Auto comment: topic has been updated by Gordinho (previous revision, new revision, compare).

L is fast multiplication (FFT) as I explained here: http://codeforces.com/blog/entry/54459#comment-385072

K is a pure math problem. This is how I solved it:

We want (A + sqrt(B))^n and -1 < (A — sqrt(B)) < 1. Write the expansion of (A + sqrt(B))^n, it is the sum of sqrt(B)^i * A^(n — i) * (from n choose i) for each 0 <= i <= n. Note that there are 2 different parts of this number: the part that's completely an integer (when i is even) and the other that is multiplied by sqrt(B) (when i is odd). Let's write (A + sqrt(B))^n == x + y * sqrt(B).

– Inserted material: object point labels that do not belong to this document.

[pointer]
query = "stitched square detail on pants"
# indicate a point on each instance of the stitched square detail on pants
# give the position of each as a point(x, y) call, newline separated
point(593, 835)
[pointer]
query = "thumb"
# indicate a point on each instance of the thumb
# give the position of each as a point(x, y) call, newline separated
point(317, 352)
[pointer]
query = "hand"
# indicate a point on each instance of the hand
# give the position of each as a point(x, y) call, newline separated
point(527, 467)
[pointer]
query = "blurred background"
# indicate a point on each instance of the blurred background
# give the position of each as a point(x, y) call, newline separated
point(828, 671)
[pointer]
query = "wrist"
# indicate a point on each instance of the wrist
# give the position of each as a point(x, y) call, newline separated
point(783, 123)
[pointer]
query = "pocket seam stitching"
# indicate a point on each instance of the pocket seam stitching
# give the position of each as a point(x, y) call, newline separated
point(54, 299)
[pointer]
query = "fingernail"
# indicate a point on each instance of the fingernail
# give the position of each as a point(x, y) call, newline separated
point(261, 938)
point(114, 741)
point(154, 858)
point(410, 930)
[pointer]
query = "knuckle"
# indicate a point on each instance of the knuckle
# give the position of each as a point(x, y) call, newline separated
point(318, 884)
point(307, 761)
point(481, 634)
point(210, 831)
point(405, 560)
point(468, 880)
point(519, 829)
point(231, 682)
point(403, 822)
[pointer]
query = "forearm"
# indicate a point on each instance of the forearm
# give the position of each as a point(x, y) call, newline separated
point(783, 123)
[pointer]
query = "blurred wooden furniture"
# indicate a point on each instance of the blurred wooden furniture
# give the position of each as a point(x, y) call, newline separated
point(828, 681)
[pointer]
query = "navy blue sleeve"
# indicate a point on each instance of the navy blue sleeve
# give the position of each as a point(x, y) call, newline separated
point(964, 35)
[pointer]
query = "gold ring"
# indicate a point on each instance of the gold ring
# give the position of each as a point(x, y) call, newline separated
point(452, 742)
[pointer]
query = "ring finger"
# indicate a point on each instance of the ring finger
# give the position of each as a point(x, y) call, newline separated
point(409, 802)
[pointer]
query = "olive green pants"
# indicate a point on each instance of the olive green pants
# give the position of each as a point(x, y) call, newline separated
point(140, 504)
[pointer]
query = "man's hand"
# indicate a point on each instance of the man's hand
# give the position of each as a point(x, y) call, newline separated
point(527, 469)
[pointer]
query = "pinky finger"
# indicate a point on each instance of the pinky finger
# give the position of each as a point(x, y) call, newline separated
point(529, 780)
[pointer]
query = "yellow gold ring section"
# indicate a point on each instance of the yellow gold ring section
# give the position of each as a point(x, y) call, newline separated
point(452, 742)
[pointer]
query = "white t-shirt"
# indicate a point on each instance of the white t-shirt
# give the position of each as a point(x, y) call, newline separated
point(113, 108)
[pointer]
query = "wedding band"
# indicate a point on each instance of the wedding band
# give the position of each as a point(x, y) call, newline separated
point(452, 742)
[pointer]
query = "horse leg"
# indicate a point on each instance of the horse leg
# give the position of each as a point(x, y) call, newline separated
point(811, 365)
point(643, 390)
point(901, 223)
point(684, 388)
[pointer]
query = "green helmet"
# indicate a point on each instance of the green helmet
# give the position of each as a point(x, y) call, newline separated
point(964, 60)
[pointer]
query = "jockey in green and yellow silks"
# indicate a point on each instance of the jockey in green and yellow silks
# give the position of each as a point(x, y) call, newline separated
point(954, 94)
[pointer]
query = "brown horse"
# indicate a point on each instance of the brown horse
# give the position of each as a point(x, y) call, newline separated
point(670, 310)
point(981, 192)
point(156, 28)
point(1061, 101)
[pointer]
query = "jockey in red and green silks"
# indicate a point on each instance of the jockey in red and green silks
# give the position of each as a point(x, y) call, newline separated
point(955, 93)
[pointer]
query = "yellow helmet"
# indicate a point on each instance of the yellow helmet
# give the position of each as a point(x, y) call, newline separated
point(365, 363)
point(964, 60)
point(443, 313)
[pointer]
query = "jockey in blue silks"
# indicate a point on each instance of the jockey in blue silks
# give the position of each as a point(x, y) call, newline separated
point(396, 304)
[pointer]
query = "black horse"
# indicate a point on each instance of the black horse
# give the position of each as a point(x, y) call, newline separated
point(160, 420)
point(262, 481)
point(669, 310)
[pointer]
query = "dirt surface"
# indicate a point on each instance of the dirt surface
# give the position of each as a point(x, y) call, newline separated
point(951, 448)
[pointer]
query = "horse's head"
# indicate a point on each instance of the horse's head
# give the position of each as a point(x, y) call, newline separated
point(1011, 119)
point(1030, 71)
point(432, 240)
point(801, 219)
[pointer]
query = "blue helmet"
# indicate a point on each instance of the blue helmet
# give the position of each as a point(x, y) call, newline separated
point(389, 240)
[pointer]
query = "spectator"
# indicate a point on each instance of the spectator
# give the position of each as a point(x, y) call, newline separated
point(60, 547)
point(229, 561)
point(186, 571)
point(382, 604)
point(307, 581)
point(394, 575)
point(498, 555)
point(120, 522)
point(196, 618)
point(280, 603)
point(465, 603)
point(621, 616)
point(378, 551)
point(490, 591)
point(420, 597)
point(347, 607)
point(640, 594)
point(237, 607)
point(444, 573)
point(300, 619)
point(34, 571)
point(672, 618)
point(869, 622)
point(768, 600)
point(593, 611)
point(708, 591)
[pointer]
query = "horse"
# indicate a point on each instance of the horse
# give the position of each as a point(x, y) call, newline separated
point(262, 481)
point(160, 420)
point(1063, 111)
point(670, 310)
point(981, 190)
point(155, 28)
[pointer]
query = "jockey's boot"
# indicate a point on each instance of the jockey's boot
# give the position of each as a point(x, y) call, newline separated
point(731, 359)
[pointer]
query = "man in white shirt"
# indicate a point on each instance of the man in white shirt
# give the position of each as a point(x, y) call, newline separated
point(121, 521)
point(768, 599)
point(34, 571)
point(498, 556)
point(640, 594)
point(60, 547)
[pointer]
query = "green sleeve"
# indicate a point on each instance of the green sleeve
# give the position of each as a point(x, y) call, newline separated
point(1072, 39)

Now, let's take a look at (A — sqrt(B))^n. We know that -1 < (A — sqrt(B)) < 1 so we also know that -1 < (A — sqrt(B))^n < 1. Now take a look at the expansion, it is the sum of (-1)^i * sqrt(B)^i * A^(n — i) * (from n choose i) for 0 <= i <= n. Note that the two parts are still on this number, but the part that's multiplied by sqrt(B) is negative. So (A — sqrt(B))^n == x — y * sqrt(B). It also means that -1 < x — y * sqrt(B) < 1, so the absolute difference between the integer part and the irrational part is less than 1. This means that:

x — 1 < y * sqrt(B) < x + 1

If x <= y * sqrt(B) < x + 1, x + y * sqrt(n) will be 2 * x. Else, it will be rounded down and the answer will be 2 * x — 1. So the whole problem is just finding x. Write a number as a pair of integers (x, y) which means x + y * sqrt(B) and define (x1, y1) * (x2, y2) = (x1 * x2 + B * y1 * y2, x1 * y2 + y2 * x1). Now you can use fast exponentiation to find (A, 1)^n = (x, y) while keeping the answer modulo 10^something.

How do you solve Online Range Mode Query on Problem A?

Can someone explain the solution for B, please?